Crypto regulation in the Philippines
The Philippines has taken a cautious yet open approach towards cryptocurrencies. While the country has not fully embraced cryptocurrencies as legal tender, the government and regulators have been working to create a balanced regulatory framework that fosters innovation while protecting consumers.
The cryptocurrency market in the Philippines is projected to grow by 2.52% from 2024 to 2025, resulting in a market volume of US$641.5m in 2025. As of 2020, the cryptocurrency transaction volume in the country reached 7.2 million, amounting to 76 billion pesos.
Cryptocurrencies status
In the Philippines, cryptocurrency is legal but not recognized as legal tender. The legal status and regulatory framework surrounding cryptocurrencies are shaped by various laws and guidelines. The Central Bank (BSP) oversees cryptocurrency transactions through Circular No. 944, which establishes guidelines for Virtual Currency Exchanges. This circular does not endorse cryptocurrencies as currency but regulates them to mitigate risks related to money laundering and terrorist financing. VASPs must register with the BSP and comply with operational requirements.
The local SEC has also issued advisories regarding Initial Coin Offerings (ICOs) and cryptocurrency investments. These advisories warn the public about the risks and mandate that companies conducting ICOs register with the SEC and adhere to securities regulations. In January 2023, the SEC presented draft rules for public review related to financial products and services encompassing cryptocurrencies and digital financial products. The proposed guidelines aim to enact a new law, granting the SEC more authority to enforce regulations, oversee the market, and perform inspections and surveillance.
Another law regulating crypto is the Financial Products and Services Consumer Protection Act (FCPA) that has been enacted in 2023, followed by implementing regulations from the BSP and SEC. The FCPA institutionalizes the rights of financial consumers and mandates Financial Service Providers to conduct a gap assessment analysis and develop a board-approved action plan in compliance with the FCPA.
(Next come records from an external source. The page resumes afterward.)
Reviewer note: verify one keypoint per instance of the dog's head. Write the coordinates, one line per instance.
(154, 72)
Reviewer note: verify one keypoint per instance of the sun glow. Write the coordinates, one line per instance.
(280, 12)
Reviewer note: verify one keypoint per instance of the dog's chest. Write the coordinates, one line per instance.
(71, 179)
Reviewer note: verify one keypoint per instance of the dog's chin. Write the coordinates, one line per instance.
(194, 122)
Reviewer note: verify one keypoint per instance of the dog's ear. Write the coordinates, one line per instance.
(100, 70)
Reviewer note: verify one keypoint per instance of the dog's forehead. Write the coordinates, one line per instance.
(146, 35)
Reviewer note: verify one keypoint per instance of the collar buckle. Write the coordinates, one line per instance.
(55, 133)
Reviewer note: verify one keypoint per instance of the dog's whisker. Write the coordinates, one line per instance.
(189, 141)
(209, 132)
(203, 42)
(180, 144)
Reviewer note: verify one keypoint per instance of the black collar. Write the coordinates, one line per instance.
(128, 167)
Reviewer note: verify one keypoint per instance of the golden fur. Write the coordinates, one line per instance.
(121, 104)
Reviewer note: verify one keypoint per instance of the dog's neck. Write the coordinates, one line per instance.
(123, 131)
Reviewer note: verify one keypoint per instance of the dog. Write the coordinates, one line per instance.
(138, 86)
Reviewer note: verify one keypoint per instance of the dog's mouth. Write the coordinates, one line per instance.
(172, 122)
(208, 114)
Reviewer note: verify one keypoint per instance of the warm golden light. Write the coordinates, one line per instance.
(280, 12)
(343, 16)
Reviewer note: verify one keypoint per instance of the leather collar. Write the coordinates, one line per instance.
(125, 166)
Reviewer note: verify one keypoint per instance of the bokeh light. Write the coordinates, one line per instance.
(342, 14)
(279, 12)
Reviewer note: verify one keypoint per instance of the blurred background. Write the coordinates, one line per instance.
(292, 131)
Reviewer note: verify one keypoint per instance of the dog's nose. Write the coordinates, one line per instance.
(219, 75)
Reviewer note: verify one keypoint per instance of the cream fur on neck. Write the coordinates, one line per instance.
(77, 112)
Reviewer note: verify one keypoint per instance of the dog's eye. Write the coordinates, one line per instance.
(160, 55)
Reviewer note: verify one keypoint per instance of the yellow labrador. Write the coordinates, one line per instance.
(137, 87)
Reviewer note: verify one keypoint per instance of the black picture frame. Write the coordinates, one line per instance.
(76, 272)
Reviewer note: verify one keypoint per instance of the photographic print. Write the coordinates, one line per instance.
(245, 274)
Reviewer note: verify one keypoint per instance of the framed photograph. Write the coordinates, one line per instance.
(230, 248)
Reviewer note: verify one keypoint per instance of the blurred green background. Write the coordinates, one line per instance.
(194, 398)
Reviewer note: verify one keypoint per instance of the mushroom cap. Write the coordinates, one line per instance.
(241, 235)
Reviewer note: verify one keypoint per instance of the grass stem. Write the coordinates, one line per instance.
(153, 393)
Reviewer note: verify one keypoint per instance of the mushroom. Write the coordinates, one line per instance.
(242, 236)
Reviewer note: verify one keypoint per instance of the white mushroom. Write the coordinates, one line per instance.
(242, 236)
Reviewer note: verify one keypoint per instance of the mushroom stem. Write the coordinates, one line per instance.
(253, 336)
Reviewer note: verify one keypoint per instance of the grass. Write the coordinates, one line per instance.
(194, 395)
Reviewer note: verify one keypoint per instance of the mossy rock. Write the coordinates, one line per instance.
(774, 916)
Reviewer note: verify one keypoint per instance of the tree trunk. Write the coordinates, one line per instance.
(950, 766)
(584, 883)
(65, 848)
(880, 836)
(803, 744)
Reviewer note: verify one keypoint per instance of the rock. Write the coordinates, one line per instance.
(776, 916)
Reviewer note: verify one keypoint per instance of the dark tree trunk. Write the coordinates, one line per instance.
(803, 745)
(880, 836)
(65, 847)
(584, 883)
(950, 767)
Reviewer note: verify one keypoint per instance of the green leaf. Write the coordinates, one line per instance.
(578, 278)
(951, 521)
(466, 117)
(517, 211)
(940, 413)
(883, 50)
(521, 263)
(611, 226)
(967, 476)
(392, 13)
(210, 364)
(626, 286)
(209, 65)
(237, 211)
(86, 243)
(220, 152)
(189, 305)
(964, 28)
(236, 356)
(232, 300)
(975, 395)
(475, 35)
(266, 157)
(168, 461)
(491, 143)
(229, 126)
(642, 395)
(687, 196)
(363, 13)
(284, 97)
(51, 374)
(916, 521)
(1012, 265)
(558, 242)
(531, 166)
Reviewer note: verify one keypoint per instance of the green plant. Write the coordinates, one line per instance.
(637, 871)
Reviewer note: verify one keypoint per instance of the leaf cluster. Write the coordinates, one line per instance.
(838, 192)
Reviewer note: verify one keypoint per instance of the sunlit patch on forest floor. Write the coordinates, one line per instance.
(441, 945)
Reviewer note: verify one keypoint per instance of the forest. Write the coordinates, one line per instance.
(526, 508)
In May 2024, the BSP approved a pilot for PHPC, a Philippine Peso-backed stablecoin issued by Coins.ph, a VASP headquartered in the Philippines. The pilot will take place within the BSP's regulatory sandbox to assess the functionality and potential impact of the stablecoin on the country's financial system.
The SEC also plans to unveil a comprehensive cryptocurrency regulatory framework in the second half of 2024. The framework aims to balance innovation with stringent requirements for financial consumer and investor protection.
Virtual asset service providers (VASPs)
There are a lot of cryptocurrency exchanges operating in the Philippines both international and local ones. The most remarkable local crypto exchanges are: Philippine Digital Asset Exchange (PDAX), Coins.ph and crypto-processing company Juancash.
Under BSP Circular 944, Virtual Currency Exchanges must register with the Central Bank as remittance and transfer companies and have systems in place for consumer protection. BSP also obliges crypto companies to be compliant with the Travel Rule. The regulator has set a minimum threshold of ₱50,000 ($1000) or more, or its equivalent in foreign currency, that triggers the crypto Travel Rule in the Philippines. This requires VASPs to share information about parties involved in cryptocurrency transactions to prevent illicit activities.
Mining
There is no specific legal basis for cryptocurrency mining in the Philippines. The government has not taken any aggressive actions against mining activities, and there are no plans to develop crypto mining in the country.
Taxation
The Philippines does not have any special taxation rules for cryptocurrency income or gains. Crypto-related income and gains are likely subject to the same tax rates as other forms of income. A capital gains tax of up to 15% applies to profits earned from the sale or exchange of cryptocurrencies. This tax is applicable to Filipino citizens who trade or own cryptocurrencies and must be reported during annual tax filings.
Cryptocurrency transactions are also treated as property for tax purposes. Gains from these transactions are included in the taxpayer's gross income and are subject to the graduated income tax rates ranging from 0% to 35%, depending on the individual's income level. This includes income from trading, staking, or lending cryptocurrencies
In conclusion, the Philippines is taking a balanced approach to cryptocurrency regulation, fostering innovation while prioritizing consumer protection. The country's regulators are actively working on developing a comprehensive regulatory framework for cryptocurrencies and stablecoins, which is expected to be unveiled in the second half of 2024.